# Approach

It is becoming apparent that Java will play a significant role in the nation’s computing base, especially in the context of mobile computing, where security issues are of paramount importance. Unlike other widely-used programming languages, Java’s clean design is amenable to formal analysis. Sun has published an English specification of the JVM and makes available a reference implementation. However, the English specification, while quite good, is nonetheless incomplete and occasionally in conflict with the reference implementation. The reference implementation is a large, complex C program in which security checks are distributed throughout the code making it difficult to understand and impossible to prove anything about. This situation is not acceptable for security-critical applications. Because of the importance of the verifier, and because it is amenable to formal analysis, this is an ideal opportunity to apply formal specification and development technology. Use of formal methods will improve the security of Java applications.

The approach is to first create a specification in naive set theory based on Sun’s English specification and reference implementation. The specification formalizes, fills gaps in, removes bugs, and generalizes the Sun specification. Our specification removes constraints on loading strategies that are in the Sun implementation.

The specification builds heavily on standard mathematical
structures, such as stacks, lattices, and product and sum lattice
constructors. The bytecode verifier is formalized by the specification
as an *instance of a constraint satisfaction architecture*. Thus,
to verify a JVM class description, a constraint satisfaction problem
is derived from the class description and then solved. If the
constraint problem does not have a (non-trivial) solution, the class
fails verification. Reliance on standard architectures and
mathematical structures makes the specification easier to comprehend
and validate.

The constraint satisfaction architecture is parameterized by a lattice and a collection of monotone functions over the lattice. The lattice formalizes the typing structure of the JVM. The monotone functions are used in constraint inequalities that directly formalize the JVM typing rules. The specification is thus at a high-level of abstraction, and in close correspondence to how a type theorist would specify the JVM type system. Furthermore there is clean separation of the specification of bytecode verification problem as a constraint problem, and its implementation by constraint solving algorithm. The algorithm specified in the constraint solving architecture is a chaotic or non-deterministic fixed-point iteration scheme similar to those used to solve dataflow analysis problems.

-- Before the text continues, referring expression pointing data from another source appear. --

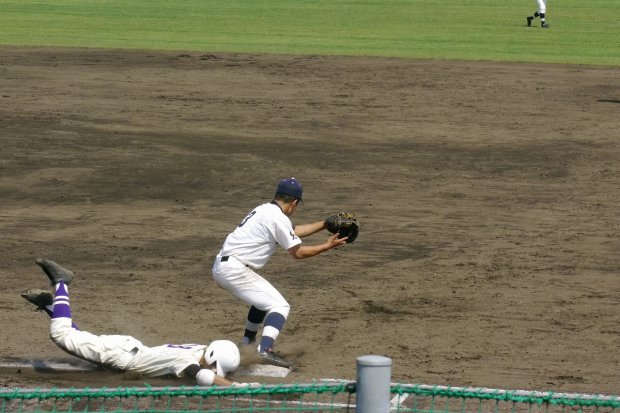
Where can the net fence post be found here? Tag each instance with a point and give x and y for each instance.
(373, 384)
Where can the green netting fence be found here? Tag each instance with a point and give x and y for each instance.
(311, 397)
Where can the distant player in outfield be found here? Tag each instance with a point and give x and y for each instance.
(249, 247)
(541, 12)
(208, 364)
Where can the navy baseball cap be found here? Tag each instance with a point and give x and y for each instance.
(290, 186)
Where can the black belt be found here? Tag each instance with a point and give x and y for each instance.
(226, 257)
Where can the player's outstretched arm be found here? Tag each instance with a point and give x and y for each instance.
(306, 251)
(308, 229)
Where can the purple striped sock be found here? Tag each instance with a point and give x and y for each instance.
(61, 302)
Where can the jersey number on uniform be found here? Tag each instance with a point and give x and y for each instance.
(250, 215)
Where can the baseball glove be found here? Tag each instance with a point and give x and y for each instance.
(345, 224)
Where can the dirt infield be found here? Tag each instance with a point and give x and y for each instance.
(488, 193)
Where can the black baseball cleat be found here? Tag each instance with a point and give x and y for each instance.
(55, 272)
(40, 298)
(269, 357)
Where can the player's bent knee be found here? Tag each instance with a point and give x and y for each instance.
(59, 329)
(282, 310)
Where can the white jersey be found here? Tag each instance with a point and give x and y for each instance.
(254, 241)
(125, 352)
(168, 359)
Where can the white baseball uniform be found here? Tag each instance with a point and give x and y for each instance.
(249, 247)
(125, 352)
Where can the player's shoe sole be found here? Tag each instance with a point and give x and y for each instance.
(40, 298)
(54, 271)
(269, 357)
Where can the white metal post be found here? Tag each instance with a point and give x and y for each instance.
(374, 375)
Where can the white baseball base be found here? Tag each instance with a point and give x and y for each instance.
(77, 365)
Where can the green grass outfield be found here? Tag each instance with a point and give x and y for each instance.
(582, 31)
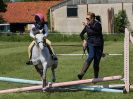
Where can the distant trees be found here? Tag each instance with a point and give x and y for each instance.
(120, 21)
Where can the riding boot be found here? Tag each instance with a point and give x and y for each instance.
(54, 57)
(40, 71)
(83, 70)
(96, 72)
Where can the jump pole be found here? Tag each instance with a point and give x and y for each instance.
(93, 88)
(126, 60)
(62, 84)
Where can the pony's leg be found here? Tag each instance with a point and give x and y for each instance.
(53, 75)
(40, 71)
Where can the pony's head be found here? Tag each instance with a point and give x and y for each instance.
(40, 40)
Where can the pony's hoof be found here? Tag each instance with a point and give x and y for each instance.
(44, 89)
(53, 80)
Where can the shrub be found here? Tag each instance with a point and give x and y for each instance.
(120, 21)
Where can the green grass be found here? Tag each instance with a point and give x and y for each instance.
(13, 56)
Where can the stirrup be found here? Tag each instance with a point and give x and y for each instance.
(54, 57)
(29, 63)
(80, 76)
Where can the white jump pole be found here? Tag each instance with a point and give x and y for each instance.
(17, 80)
(62, 84)
(126, 60)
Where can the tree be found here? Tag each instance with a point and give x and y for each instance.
(120, 22)
(2, 9)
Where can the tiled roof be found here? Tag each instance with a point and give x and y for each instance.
(22, 12)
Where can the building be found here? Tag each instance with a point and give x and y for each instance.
(69, 15)
(20, 14)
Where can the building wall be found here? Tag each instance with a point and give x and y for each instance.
(62, 23)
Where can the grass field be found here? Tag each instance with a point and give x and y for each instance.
(13, 56)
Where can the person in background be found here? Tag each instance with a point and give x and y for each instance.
(94, 44)
(40, 26)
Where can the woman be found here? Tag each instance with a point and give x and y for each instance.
(40, 26)
(94, 44)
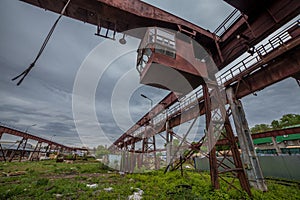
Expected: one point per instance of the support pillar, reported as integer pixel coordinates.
(16, 150)
(169, 144)
(251, 163)
(23, 150)
(213, 168)
(278, 150)
(1, 149)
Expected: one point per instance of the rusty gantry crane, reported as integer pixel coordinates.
(253, 21)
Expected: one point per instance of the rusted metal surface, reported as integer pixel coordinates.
(282, 48)
(272, 133)
(259, 23)
(26, 136)
(122, 15)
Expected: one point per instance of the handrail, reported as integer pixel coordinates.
(185, 103)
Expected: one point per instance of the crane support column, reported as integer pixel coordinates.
(250, 160)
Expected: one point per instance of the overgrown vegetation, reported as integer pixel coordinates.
(51, 180)
(285, 121)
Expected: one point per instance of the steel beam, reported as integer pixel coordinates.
(249, 156)
(122, 15)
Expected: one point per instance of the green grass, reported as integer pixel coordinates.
(51, 180)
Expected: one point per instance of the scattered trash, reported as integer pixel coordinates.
(96, 192)
(108, 189)
(136, 195)
(58, 195)
(122, 173)
(18, 173)
(92, 185)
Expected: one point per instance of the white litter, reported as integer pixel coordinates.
(136, 195)
(92, 185)
(108, 189)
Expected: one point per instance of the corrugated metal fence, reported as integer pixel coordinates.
(286, 166)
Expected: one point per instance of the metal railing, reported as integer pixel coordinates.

Next, the specification is expressed in Specware. It is type
checked, and putative properties of the specification are
proved. Specware composition capabilities permit a very natural
structuring of the specification into components. For example,
Specware’s *parameterized specifications,* which, like ML
functors, build specifications (or modules) from specifications, are
used to instantiate the constraint satisfaction architecture and
lattice-constructing operations used extensively in the specification.

Finally, the specification is refined into code. This requires
defining *refinements* for each of the components of the
specification. These refinements are composed to yield an
implementation in Lisp or C++. The refinements carry formal proof
obligations that guarantee that the implementation is correct. The
main work is to derive an efficient data representation for the JVM
lattice, and to refine the constraint-solving algorithm into a more
efficient form.

The specification of the bytecode verifier has been structured so that can be easily extended to verify additional JVM class properties, such as information flow properties.